Mauvaise tête, teint jaune et l'air hagard, Drago ne faisait donc pas fraîche mine le lendemain de sa dispute avec Hermione Granger. Lucius, toujours au taquet pour lui faire remarquer la moindre de ses incartades, ne manqua pas de lui parler de sa tête de déterré. Comme Drago n'avait pas de bonne excuse pour expliquer son maintient avachi et sa nausée, il fit son mea culpa. Allé quoi, il avait la journée pour s'en remettre. La soirée chez le Sir Potter n'était que le lendemain.
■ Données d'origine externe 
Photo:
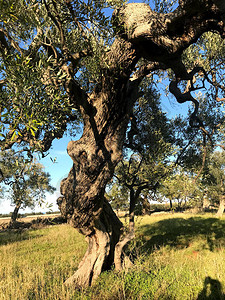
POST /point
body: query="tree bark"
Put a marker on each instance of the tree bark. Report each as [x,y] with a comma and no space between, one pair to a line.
[106,113]
[221,208]
[15,213]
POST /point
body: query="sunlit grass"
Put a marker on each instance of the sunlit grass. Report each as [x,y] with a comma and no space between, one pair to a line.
[175,257]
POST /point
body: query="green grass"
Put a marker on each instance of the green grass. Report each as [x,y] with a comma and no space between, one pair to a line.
[176,257]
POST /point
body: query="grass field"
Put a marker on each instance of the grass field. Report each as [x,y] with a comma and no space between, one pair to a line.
[177,256]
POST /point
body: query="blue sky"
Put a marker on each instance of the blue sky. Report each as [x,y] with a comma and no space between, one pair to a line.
[60,168]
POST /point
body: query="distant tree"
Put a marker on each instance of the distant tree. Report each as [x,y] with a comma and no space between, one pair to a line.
[178,188]
[65,60]
[213,180]
[25,182]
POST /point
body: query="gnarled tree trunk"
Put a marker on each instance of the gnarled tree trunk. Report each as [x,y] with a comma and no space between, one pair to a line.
[160,39]
[95,155]
[221,207]
[15,213]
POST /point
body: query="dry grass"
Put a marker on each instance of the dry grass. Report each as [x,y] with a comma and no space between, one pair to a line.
[176,257]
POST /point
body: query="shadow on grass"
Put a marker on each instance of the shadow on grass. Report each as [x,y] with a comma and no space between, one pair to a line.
[12,236]
[180,233]
[212,290]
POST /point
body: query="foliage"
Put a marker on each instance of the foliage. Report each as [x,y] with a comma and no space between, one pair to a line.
[37,38]
[213,178]
[25,181]
[182,244]
[148,145]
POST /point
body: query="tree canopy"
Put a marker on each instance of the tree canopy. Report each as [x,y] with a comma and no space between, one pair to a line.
[66,61]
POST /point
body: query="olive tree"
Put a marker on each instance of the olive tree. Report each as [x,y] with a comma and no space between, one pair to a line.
[24,181]
[65,61]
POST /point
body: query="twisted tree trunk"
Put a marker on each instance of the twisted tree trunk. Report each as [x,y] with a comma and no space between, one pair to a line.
[160,39]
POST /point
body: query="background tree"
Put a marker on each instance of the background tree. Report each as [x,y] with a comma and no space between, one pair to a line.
[213,180]
[25,182]
[63,61]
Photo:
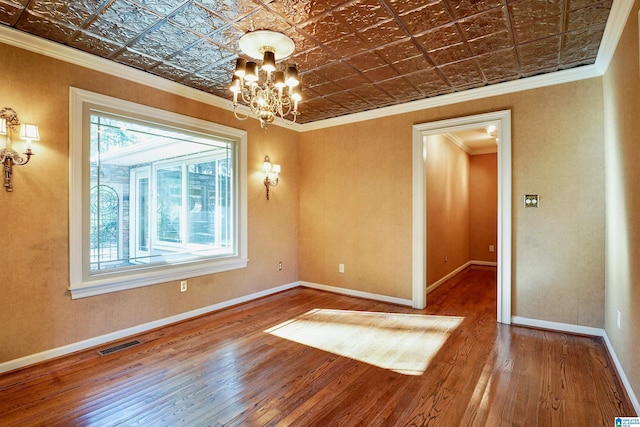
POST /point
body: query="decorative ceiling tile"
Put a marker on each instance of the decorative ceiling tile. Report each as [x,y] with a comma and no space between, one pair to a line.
[400,89]
[401,7]
[352,55]
[534,29]
[484,24]
[429,81]
[131,15]
[326,28]
[382,34]
[9,13]
[348,45]
[229,9]
[413,64]
[117,33]
[374,95]
[136,59]
[162,7]
[71,14]
[227,37]
[581,45]
[463,74]
[44,27]
[261,19]
[89,43]
[381,73]
[491,43]
[539,55]
[349,102]
[169,72]
[396,52]
[499,66]
[426,18]
[366,61]
[464,8]
[150,46]
[312,58]
[441,37]
[596,14]
[363,14]
[198,19]
[454,53]
[172,35]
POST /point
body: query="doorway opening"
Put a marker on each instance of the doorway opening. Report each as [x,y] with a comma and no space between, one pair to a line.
[502,122]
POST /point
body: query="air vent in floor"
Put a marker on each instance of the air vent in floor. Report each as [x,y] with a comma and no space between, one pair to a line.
[118,347]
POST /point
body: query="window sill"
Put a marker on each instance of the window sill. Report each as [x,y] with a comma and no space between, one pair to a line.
[113,283]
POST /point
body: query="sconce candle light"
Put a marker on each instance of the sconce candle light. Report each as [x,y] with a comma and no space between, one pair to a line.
[271,172]
[9,122]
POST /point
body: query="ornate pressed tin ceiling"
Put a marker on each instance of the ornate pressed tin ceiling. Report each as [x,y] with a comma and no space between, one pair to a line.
[353,55]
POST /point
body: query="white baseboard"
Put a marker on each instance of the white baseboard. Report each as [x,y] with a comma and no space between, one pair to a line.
[117,335]
[437,283]
[585,330]
[622,374]
[557,326]
[487,263]
[359,294]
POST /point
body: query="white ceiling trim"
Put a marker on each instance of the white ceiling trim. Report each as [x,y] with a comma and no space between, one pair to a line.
[617,19]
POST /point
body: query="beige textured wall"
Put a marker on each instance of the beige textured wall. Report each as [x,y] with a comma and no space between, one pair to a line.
[447,171]
[483,206]
[355,201]
[36,311]
[622,154]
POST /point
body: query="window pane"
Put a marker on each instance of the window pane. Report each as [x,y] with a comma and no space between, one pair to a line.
[169,204]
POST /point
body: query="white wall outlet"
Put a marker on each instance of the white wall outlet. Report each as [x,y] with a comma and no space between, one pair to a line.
[531,201]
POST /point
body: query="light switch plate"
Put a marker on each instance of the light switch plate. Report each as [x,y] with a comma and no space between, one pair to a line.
[531,201]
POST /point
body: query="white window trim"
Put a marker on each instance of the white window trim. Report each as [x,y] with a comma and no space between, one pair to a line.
[81,284]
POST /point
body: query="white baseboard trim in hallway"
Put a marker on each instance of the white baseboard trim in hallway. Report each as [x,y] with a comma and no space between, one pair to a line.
[584,330]
[118,335]
[439,282]
[359,294]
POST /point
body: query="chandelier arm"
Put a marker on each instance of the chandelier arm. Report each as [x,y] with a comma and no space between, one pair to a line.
[237,116]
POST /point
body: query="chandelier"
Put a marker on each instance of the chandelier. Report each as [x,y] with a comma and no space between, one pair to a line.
[278,94]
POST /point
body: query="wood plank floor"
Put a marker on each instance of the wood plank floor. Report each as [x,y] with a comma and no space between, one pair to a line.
[246,366]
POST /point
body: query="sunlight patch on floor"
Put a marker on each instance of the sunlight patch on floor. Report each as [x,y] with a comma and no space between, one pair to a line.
[403,343]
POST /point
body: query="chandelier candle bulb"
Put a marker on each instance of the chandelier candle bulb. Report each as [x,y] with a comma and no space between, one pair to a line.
[292,76]
[240,67]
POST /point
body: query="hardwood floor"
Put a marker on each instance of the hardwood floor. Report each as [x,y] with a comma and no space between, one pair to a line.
[245,366]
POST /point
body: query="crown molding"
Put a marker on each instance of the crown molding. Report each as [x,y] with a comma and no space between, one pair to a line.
[74,56]
[620,11]
[618,16]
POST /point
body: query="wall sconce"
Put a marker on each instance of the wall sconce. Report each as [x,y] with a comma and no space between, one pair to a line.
[8,156]
[271,174]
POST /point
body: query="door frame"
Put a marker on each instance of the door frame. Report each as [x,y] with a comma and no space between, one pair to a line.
[502,120]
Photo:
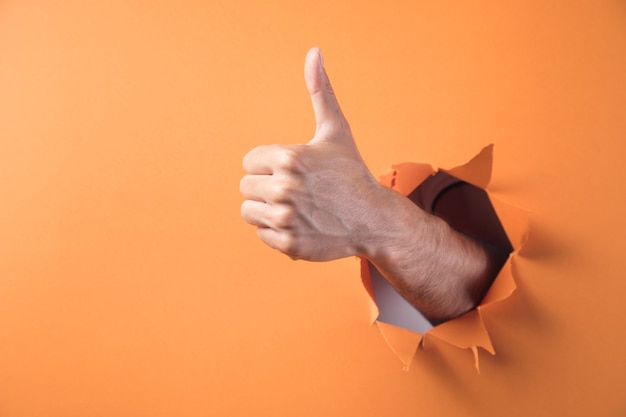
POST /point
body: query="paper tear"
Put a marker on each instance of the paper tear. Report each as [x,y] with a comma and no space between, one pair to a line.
[469,330]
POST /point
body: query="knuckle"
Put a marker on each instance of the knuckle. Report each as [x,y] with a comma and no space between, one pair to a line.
[289,245]
[282,190]
[289,158]
[285,217]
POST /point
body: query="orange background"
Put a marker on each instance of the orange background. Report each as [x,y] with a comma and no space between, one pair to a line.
[129,285]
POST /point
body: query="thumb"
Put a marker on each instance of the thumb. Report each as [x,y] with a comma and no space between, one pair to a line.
[328,116]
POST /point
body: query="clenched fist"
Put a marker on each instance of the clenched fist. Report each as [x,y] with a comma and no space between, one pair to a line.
[311,201]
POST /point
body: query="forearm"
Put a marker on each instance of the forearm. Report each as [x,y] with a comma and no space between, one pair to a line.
[440,271]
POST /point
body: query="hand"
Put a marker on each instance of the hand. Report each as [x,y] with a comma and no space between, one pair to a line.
[318,202]
[311,201]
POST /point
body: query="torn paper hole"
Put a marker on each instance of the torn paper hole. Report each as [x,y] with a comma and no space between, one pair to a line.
[403,327]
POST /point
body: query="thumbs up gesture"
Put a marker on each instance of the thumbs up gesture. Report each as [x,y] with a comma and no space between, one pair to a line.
[312,201]
[318,202]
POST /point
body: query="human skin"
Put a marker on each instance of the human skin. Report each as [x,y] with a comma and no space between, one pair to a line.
[319,202]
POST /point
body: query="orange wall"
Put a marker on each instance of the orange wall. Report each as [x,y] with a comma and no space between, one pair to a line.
[129,285]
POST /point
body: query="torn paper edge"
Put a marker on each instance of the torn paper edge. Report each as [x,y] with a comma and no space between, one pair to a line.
[467,331]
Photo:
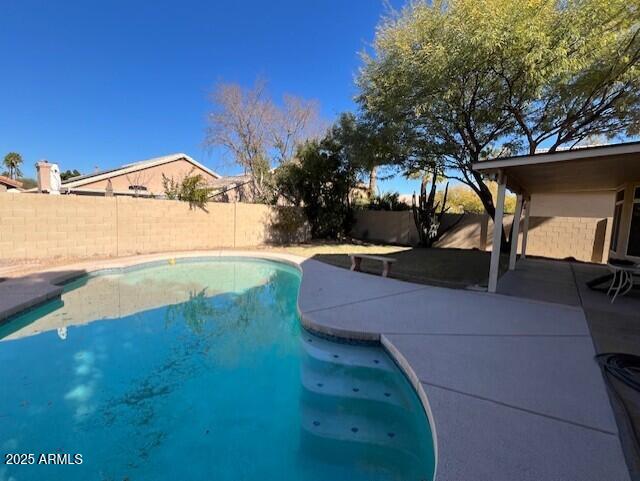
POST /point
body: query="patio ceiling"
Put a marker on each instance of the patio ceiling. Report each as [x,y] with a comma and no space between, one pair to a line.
[583,169]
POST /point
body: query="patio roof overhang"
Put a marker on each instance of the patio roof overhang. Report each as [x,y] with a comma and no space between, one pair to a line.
[579,170]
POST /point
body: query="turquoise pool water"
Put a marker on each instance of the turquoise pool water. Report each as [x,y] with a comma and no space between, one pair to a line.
[200,371]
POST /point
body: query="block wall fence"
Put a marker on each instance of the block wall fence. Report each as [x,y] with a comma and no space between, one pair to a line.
[583,238]
[35,226]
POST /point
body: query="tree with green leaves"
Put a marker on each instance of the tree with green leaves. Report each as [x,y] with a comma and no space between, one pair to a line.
[321,180]
[12,161]
[470,79]
[257,133]
[369,145]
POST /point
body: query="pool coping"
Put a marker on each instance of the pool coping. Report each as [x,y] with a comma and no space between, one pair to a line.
[34,289]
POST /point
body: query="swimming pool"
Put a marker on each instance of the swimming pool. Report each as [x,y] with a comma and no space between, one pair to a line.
[200,370]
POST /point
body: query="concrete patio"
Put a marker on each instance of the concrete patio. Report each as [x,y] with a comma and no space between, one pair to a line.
[510,384]
[614,327]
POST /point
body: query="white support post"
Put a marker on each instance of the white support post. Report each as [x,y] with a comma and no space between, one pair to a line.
[515,231]
[525,228]
[497,234]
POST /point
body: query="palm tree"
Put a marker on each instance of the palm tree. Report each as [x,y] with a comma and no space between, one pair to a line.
[12,162]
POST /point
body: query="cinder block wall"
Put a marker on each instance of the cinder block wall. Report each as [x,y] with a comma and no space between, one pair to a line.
[586,239]
[35,226]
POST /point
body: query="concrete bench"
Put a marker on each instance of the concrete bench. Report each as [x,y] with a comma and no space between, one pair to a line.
[356,260]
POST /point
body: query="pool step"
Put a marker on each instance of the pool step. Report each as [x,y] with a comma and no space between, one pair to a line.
[346,354]
[357,427]
[317,378]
Il passa ainsi tout le jour à lambiner dans sa chambre, trouvant agréable de n'avoir aucun impératif, c'est-à-dire aucun cours de potion, aucune mauvaises combines contre Potter ou pour Voldemort à organiser. Libre comme l'air, bien que prisonnier d'un bon mal de crâne, il regardait le plafond, les mains croisées sur le ventre et repensait évidemment, à la soirée de la veille.
Il se sentait un brin stupide d'avoir tenté d'expliquer à Granger d'où il venait vraiment. Il comprenait parfaitement sa réaction. Même lui aurait rit à la face de quelqu'un lui disant « je viens d'un autre monde ». Vraiment, l'alcool l'avait fait trop vite parler. Quant au reste… Ah, il était intrigué de mille et une choses ! Le Severus de la Haust par exemple. Un personnage ô combien intriguant, le nez dans de drôles de combines. Le Drago d'ici semblait avoir sont lot d'aventures fascinantes. Pas sûr qu'il souhaite les avoir pour lui, cette histoire glauque de suicide ne le tentait pas… Mais il restait au cœur des intrigues et un Malefoy ne rechignerait jamais à ça ! Disons que la chose qui le gênait vraiment, était le temps qu'il lui faudrait pour démêler tous les fils ; « Voledemort en sera lui-même mort de vieillesse. » pensa-t-il à raison et cela le fit bien rire.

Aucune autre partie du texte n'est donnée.